I want to confirm one thing.
In Oryx 1 ALS, there are iterations to compute latent features for users and items.
Say, during the computation for latent features for an item, the user latent features matrix X (computed so far) is fixed, and the item's
latent feature is updated (as the Least Squares regression)...
In Hadoop case, say, I have 5 yarn nodes, in the implementation, is the same X matrix passed to each of Hadoop node when it's running the ALS for items
(that's , there are 5 copies of X and each one is inside each Hadoop node) ?
Yes, that's how it works in 1.x. Really, a subset of X is passed to workers depending on which rows they will need, so it's not the whole matrix. This subset is loaded into memory, so it's doing a fast but memory-hungry in-memory join.
That's right, but this term can be pre-computed fairly efficiently and sent to the workers. XtX is quite small relative to X since the matrix is tall and skinny.
A related question.
I notice the regularization parameter lamda is weighted by ru
This is different from original Hu's implicit feedback paper.

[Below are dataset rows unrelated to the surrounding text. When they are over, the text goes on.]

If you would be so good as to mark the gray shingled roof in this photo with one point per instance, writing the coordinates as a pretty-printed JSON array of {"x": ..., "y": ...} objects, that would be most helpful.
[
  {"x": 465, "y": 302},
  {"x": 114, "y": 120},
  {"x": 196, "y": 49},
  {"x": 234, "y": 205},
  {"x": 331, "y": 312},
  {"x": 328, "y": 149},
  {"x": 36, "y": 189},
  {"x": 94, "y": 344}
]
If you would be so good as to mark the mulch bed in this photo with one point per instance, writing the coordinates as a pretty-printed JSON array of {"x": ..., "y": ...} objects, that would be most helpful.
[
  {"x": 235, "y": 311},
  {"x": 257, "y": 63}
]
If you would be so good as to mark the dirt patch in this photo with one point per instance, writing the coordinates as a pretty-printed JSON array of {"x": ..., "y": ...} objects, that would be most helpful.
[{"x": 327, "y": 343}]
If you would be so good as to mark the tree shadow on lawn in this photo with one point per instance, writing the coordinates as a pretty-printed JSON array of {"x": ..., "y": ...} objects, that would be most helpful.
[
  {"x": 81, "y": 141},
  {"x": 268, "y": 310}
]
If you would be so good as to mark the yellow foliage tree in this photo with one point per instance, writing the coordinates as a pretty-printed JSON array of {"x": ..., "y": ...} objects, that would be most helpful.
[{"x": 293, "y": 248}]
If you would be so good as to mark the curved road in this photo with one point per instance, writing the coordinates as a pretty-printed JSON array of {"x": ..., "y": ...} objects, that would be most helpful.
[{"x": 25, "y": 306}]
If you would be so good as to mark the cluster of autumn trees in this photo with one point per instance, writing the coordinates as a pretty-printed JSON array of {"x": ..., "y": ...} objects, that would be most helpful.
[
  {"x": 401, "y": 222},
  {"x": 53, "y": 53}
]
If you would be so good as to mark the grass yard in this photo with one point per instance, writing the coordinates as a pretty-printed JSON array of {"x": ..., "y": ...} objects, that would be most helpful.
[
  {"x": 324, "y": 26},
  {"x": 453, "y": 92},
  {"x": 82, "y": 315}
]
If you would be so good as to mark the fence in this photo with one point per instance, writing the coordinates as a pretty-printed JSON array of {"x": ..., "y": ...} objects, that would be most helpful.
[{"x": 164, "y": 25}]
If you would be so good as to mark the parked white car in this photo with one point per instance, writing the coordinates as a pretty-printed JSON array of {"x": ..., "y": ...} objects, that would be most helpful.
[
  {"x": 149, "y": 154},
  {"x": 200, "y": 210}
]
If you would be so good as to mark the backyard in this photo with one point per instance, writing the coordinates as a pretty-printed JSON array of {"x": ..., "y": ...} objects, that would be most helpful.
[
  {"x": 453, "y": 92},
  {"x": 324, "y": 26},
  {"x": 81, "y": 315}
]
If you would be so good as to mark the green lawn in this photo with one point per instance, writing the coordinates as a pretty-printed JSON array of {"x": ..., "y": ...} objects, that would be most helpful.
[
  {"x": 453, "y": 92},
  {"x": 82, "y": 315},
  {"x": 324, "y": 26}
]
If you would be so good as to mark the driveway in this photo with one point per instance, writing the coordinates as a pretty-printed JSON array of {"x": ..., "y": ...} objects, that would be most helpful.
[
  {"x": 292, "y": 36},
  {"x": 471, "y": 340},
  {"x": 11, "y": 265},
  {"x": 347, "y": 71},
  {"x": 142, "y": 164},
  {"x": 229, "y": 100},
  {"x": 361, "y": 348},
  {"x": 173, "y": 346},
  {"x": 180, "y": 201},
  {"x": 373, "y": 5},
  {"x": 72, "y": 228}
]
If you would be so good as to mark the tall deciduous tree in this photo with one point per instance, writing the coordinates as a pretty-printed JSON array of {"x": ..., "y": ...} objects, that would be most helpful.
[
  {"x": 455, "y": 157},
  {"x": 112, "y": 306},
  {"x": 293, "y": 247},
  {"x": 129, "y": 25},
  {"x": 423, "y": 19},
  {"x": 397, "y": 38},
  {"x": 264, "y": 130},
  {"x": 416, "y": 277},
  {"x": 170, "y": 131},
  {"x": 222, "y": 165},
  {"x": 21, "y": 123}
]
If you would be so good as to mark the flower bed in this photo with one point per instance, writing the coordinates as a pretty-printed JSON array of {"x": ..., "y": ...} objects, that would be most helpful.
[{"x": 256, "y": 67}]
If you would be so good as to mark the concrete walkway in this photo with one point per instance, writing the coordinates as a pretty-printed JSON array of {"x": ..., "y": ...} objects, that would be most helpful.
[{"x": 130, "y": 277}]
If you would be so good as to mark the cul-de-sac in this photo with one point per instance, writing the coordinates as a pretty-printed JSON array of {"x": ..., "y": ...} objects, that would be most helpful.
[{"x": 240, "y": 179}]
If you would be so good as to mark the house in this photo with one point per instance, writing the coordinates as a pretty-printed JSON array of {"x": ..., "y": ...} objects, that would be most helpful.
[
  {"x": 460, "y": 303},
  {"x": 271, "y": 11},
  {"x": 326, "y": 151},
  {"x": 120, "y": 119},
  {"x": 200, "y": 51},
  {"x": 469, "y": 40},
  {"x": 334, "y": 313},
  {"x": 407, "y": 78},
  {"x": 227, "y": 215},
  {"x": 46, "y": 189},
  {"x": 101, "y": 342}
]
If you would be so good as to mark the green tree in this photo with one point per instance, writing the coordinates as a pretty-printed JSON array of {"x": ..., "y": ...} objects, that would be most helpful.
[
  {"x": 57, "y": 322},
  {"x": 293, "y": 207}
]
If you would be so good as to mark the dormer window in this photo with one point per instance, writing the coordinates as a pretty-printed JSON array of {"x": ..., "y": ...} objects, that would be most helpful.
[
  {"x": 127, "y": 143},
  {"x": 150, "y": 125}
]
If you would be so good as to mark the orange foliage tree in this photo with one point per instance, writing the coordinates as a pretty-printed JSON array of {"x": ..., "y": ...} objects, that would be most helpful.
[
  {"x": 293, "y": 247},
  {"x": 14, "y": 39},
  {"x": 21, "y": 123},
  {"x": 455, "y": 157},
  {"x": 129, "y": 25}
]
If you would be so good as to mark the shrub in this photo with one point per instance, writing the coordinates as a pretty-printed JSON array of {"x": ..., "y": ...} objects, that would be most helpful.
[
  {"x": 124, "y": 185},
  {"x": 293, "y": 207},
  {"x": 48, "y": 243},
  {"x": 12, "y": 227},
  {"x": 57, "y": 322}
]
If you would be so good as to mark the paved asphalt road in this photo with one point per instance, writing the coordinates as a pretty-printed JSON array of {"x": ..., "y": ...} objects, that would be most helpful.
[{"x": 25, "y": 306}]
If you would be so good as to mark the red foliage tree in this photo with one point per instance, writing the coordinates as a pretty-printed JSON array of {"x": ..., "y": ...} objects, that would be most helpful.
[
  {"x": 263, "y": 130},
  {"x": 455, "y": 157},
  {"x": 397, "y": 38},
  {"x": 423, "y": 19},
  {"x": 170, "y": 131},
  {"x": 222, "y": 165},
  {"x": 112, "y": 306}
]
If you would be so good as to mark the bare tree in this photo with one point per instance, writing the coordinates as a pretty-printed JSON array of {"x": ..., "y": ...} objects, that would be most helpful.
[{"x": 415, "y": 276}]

Any idea why we want to weight lamda ?
Yes, this is the 'weighted regularization' idea grafted on from another paper, http://link.springer.com/chapter/10.1007%2F978-3-540-68880-8_32
MLlib does it too and explains one pretty good reason for it: http://spark.apache.org/docs/latest/mllib-collaborative-filtering.html#scaling-of-the-regularization...
You could also say it exists to not heavily favor fitting the preferences of prolific users.